Wind farm project remains

? Kansas’s newest wind energy plant, the Spearville Wind Energy Facility, was inaugurated Friday by state and local officials as work remains on track to erect the 67 turbines slated to be built here.

The facility, owned and operated by Kansas City Power & Light, will generate 100.5 megawatts – enough to supply about 33,000 homes annually – when it is completed, the company said.

The first turbines should be producing energy to the electric grid by the first week in July, KCP&L spokesman Tom Robinson said. Others will go online as soon as they are completed and tested.

To date, the company has poured all the turbine foundations. Nine of the turbines are now on site, and the first of two massive erection cranes are being assembled to put them up, Robinson said.

Parts for more than 20 other turbines have arrived, and the new electrical substation that will deliver the energy to the grid has been completed.

Gov. Kathleen Sebelius – who has called wind energy one of the state’s greatest natural resources – attended Friday’s ceremony along with local and company officials.

KCP&L has called Spearville the ideal location for the facility because of its wind resources; plus, it meets the company’s environmental guidelines and it has the support of the community.

The $166 million plant is the third large-scale wind facility built in Kansas, with several other projects proposed throughout the state. The Spearville site, 15 miles northeast of Dodge City, encompasses 5,000 acres.
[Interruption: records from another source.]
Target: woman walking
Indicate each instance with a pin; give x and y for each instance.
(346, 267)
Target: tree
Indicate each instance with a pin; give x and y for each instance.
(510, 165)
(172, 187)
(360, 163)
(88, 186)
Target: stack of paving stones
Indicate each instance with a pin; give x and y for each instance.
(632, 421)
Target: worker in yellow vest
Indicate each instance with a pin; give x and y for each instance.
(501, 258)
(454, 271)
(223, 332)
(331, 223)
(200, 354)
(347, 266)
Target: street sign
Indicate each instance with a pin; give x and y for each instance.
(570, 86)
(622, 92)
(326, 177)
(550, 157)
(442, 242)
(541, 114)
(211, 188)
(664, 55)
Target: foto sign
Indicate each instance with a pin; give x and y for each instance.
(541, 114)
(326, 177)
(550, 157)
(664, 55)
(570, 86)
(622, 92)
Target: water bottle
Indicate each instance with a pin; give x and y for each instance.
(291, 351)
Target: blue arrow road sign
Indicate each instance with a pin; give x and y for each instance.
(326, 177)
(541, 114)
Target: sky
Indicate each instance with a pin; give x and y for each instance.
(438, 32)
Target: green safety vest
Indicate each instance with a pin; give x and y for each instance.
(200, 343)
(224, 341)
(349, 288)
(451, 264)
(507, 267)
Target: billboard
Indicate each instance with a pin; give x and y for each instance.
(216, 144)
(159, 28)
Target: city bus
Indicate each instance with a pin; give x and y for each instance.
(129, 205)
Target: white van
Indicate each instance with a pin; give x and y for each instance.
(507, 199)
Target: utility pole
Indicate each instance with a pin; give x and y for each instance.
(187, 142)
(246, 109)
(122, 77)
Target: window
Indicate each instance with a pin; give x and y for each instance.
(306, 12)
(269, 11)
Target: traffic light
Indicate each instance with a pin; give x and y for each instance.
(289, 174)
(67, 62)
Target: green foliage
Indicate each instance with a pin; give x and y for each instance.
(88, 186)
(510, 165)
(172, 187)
The 112-megawatt Montezuma wind farm, about 30 miles southeast of Dodge City, owned by FPL Group Inc., of Juno Beach, Fla., has been operating since December 2001, providing electricity to consumers in Kansas and Missouri.

PPM Energy Inc., of Portland, Ore., owns the 150-megawatt Elk River Wind Power Project, the state’s largest wind farm, in the Flint Hills near Beaumont in Butler County. It went online in December 2005.